I assume you made a typo claiming recursive-null-move as your own, you probably meant null-move.
Ed
As "my own?" I thought I made it quite Clear that my implementation came after Don Beal published "Selective search without tears." My very first implementation allowed just one null move. We went to recursive at some point, but I had thought it was around 1992 until we found the 1989 version of the Cray Blitz source that Carey has on his web site. When I looked at the code, I thought "I don't remember doing this" but when I looked at the change-log that was carried along with the source code, there it was. It was most definitely R=1 and not 2 or adaptive at that point in time. But it was certainly there, and it also was certainly not my idea.
Burt Wendroff sent me a copy of Beal's paper, and I had null-move in and working in Cray Blitz an hour later. I just checked to confirm the date and this was 1986 and not 1989. So I was actually off by 3 years as to when we first used null-move.
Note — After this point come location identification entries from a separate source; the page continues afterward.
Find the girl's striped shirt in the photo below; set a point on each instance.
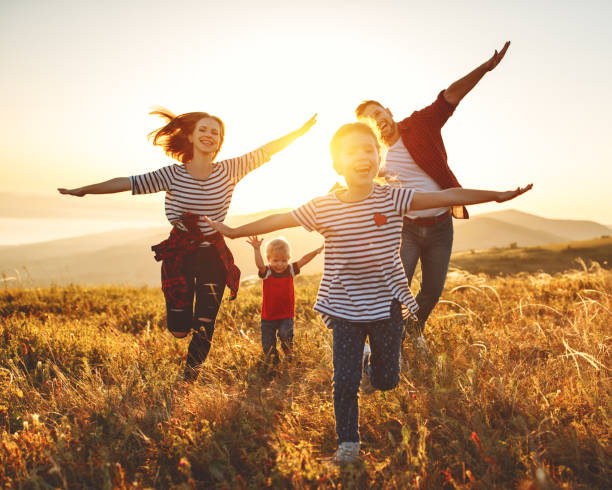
(209, 197)
(363, 270)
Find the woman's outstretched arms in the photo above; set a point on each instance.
(462, 197)
(277, 145)
(261, 226)
(118, 184)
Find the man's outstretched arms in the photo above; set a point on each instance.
(459, 89)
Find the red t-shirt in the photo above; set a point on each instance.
(278, 295)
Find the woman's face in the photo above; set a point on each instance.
(206, 136)
(358, 159)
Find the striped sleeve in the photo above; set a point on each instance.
(401, 197)
(238, 167)
(156, 181)
(306, 216)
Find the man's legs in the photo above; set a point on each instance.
(435, 257)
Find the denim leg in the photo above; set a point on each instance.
(268, 337)
(410, 249)
(349, 340)
(285, 334)
(435, 258)
(385, 342)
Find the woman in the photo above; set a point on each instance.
(196, 260)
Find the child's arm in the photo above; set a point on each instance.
(309, 256)
(458, 197)
(277, 145)
(260, 227)
(255, 242)
(118, 184)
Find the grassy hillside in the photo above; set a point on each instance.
(549, 258)
(516, 394)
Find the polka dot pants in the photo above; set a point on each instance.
(349, 339)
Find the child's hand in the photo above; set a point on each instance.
(255, 242)
(220, 227)
(506, 196)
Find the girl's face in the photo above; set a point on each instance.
(358, 159)
(278, 260)
(206, 136)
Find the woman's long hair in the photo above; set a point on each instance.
(174, 136)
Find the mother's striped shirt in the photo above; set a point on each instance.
(209, 197)
(363, 270)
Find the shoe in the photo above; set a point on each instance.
(347, 453)
(365, 386)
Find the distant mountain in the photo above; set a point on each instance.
(125, 257)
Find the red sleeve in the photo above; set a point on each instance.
(434, 116)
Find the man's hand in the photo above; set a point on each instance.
(255, 242)
(497, 57)
(506, 196)
(220, 227)
(79, 192)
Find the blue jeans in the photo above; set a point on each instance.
(433, 246)
(349, 339)
(270, 329)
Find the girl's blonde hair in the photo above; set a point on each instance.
(174, 136)
(279, 244)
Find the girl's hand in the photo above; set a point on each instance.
(220, 227)
(506, 196)
(79, 192)
(255, 242)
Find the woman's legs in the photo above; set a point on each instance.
(209, 288)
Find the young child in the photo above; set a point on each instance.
(278, 299)
(363, 284)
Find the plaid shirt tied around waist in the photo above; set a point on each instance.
(172, 251)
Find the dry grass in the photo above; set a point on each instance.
(516, 394)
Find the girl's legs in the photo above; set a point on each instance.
(285, 334)
(209, 288)
(349, 339)
(385, 342)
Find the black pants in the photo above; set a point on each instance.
(205, 275)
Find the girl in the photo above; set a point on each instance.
(196, 259)
(363, 285)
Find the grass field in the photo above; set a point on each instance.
(516, 394)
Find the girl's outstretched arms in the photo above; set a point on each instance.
(261, 226)
(118, 184)
(277, 145)
(462, 197)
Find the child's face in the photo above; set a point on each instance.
(358, 159)
(278, 260)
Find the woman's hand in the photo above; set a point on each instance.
(79, 192)
(220, 227)
(255, 242)
(507, 195)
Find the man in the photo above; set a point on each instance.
(417, 158)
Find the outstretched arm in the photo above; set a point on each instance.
(118, 184)
(309, 256)
(255, 242)
(261, 226)
(459, 89)
(462, 197)
(277, 145)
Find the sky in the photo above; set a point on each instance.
(78, 79)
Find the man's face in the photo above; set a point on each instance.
(382, 117)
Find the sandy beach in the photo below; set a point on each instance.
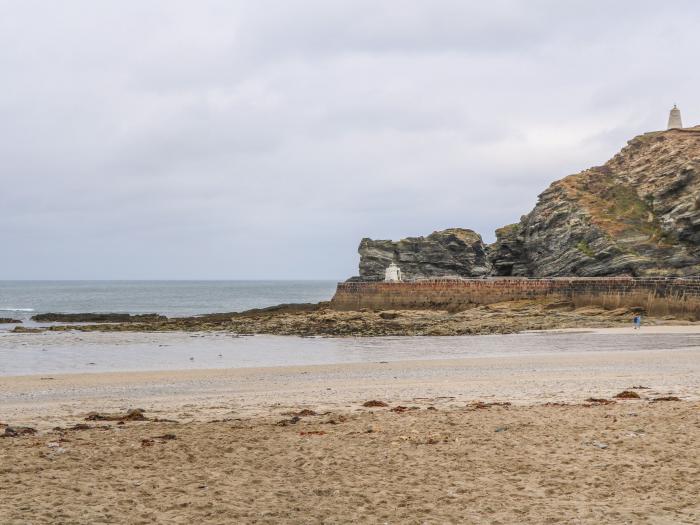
(233, 445)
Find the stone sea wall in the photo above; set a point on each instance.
(655, 296)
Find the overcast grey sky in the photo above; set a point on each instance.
(264, 139)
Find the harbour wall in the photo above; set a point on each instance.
(654, 296)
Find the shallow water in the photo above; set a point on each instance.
(75, 352)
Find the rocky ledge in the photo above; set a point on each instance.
(320, 320)
(97, 318)
(455, 252)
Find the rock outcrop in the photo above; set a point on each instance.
(454, 252)
(638, 215)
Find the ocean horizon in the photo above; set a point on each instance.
(22, 299)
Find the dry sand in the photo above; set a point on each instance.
(634, 461)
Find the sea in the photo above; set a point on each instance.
(23, 299)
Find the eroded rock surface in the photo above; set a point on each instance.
(454, 252)
(638, 214)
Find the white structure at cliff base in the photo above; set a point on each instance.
(392, 274)
(674, 119)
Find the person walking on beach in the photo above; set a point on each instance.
(637, 321)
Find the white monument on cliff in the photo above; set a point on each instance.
(392, 274)
(674, 119)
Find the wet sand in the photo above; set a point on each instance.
(446, 461)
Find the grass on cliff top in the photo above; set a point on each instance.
(615, 208)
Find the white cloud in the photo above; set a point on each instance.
(166, 139)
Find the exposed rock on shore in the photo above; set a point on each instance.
(499, 318)
(454, 252)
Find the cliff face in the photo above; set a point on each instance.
(449, 253)
(638, 214)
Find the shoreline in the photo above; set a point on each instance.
(202, 394)
(497, 439)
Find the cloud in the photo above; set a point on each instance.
(217, 139)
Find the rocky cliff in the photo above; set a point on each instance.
(638, 215)
(449, 253)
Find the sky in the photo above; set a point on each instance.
(168, 139)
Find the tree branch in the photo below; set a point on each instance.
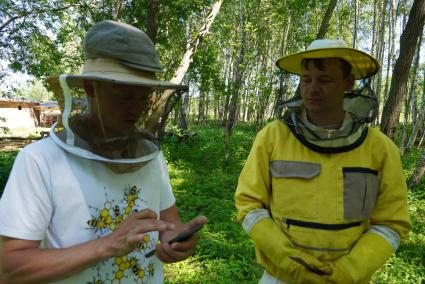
(36, 12)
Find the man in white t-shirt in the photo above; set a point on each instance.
(86, 204)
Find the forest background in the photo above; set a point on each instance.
(226, 52)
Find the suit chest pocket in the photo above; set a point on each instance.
(294, 192)
(361, 187)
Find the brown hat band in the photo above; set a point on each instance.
(110, 65)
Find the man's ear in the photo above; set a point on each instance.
(88, 88)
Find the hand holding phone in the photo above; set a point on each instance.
(180, 237)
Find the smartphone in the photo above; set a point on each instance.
(179, 237)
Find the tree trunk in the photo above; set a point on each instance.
(356, 18)
(411, 106)
(325, 21)
(159, 114)
(183, 110)
(419, 122)
(233, 106)
(151, 24)
(417, 174)
(408, 40)
(391, 48)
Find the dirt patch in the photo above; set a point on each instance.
(8, 145)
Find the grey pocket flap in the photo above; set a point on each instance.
(280, 168)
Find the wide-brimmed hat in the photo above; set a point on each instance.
(363, 64)
(122, 54)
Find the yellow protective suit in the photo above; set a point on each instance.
(338, 212)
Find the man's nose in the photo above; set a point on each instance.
(314, 85)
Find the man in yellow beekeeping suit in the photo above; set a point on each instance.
(322, 195)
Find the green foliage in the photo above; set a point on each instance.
(6, 162)
(204, 183)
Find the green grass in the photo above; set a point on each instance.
(6, 162)
(204, 183)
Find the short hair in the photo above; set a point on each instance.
(320, 64)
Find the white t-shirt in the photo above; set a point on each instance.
(64, 200)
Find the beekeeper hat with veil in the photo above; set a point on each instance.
(361, 105)
(115, 54)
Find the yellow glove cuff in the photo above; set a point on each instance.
(368, 254)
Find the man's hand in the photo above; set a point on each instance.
(179, 250)
(132, 231)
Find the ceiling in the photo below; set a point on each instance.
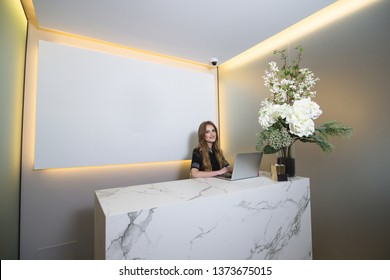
(194, 30)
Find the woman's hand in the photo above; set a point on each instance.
(223, 171)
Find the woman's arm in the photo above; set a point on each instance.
(195, 173)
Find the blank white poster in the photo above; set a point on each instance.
(95, 108)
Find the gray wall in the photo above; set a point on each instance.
(350, 187)
(13, 29)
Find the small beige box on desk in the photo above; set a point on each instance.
(278, 172)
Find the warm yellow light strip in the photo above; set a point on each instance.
(31, 16)
(322, 18)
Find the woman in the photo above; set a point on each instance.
(207, 158)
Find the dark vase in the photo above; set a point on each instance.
(289, 163)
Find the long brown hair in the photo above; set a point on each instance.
(204, 149)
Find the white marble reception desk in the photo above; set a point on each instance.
(205, 219)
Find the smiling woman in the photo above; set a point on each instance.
(208, 159)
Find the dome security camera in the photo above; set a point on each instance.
(214, 61)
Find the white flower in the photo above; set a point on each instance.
(266, 114)
(301, 117)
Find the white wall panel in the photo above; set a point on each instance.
(96, 108)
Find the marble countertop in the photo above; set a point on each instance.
(116, 201)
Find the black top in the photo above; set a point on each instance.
(198, 163)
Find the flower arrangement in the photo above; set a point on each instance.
(288, 114)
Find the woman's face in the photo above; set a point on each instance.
(210, 135)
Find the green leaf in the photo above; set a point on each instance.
(269, 150)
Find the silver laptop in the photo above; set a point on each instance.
(246, 165)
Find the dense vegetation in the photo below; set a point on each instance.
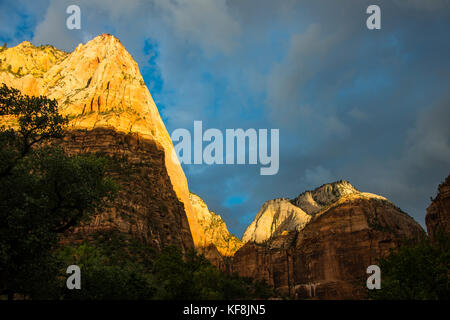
(416, 271)
(114, 267)
(44, 192)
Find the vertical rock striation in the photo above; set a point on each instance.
(99, 85)
(438, 213)
(326, 257)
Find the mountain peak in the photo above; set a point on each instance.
(97, 85)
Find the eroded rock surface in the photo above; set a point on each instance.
(438, 213)
(327, 258)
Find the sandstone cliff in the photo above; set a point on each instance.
(438, 213)
(283, 215)
(275, 217)
(327, 258)
(99, 85)
(215, 230)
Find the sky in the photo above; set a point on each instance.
(368, 106)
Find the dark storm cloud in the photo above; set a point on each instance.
(371, 107)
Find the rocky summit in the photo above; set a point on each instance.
(98, 86)
(319, 245)
(438, 213)
(214, 228)
(315, 246)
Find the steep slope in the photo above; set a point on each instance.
(438, 213)
(283, 215)
(275, 217)
(99, 85)
(328, 257)
(214, 228)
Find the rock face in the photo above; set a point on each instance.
(275, 217)
(328, 257)
(147, 207)
(215, 230)
(438, 213)
(99, 85)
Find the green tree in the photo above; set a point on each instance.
(417, 271)
(43, 192)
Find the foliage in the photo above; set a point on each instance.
(132, 273)
(43, 192)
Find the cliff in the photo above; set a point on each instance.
(99, 85)
(275, 217)
(215, 230)
(327, 257)
(438, 213)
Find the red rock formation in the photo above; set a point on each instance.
(328, 258)
(438, 213)
(146, 207)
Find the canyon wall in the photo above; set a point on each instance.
(327, 258)
(438, 213)
(99, 86)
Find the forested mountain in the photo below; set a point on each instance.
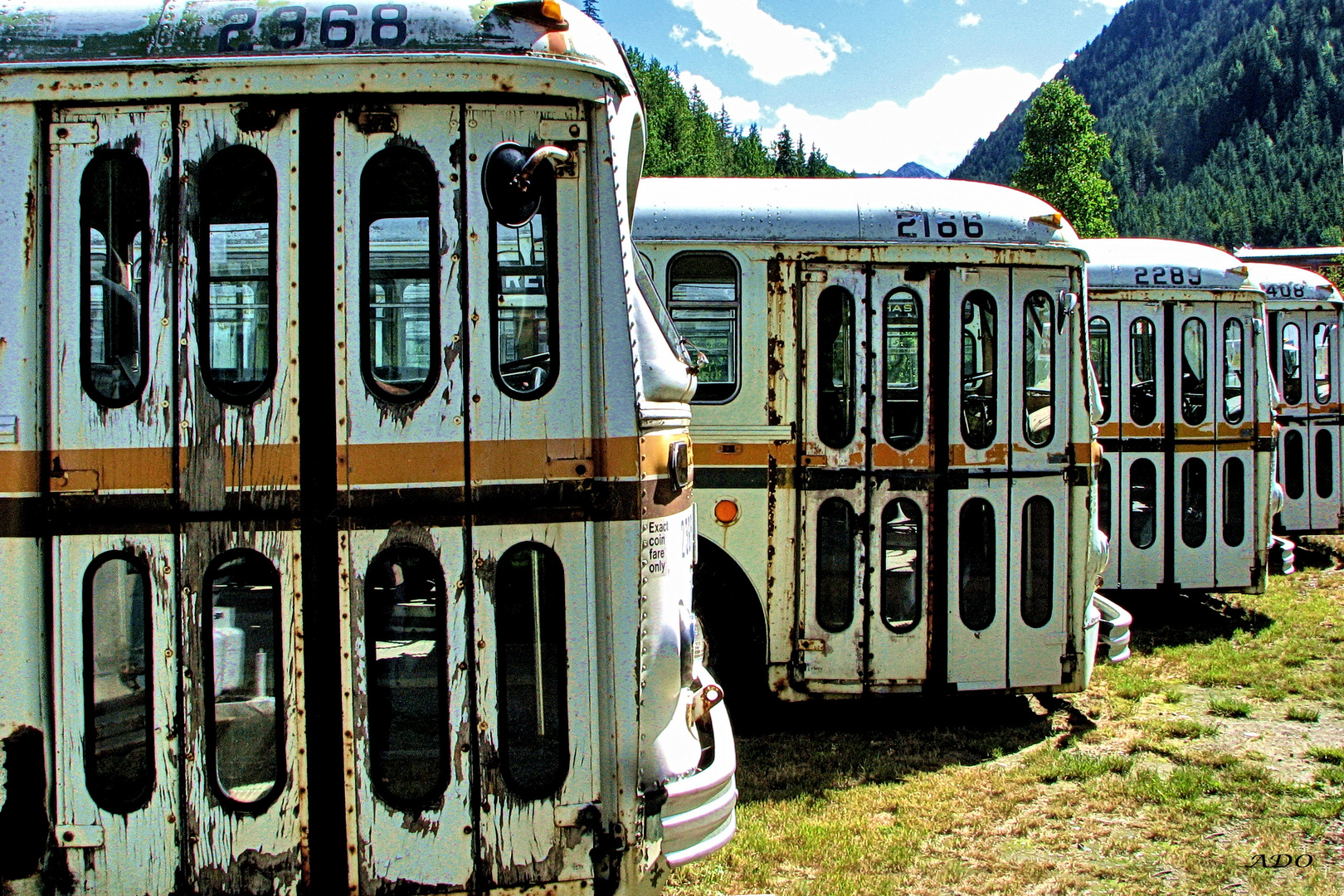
(689, 140)
(1225, 116)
And beal used it before that.
So, apparently, the time-line (since I don't have anything but some paper logs of CB output, and then this one source version with a changelog that ended around the end of 1989 was found and sent to me along with the now public version of the source that does run on a PC) was:
1986. null-move, R=1, one null-move in any path.
somewhere between 1986 and 1989, null-move R=1, only restriction was two consecutive null-moves were not allowed.
And then somewhere in 1995-1996 I worked with varying R from 2 to 1, after discussions on R.G.C.C with John Stanback (he was playing with this as well).
About 1.5 years ago I went to pure R=2 everywhere.
And I don't claim originality in any of the above. Don "opened pandora's box".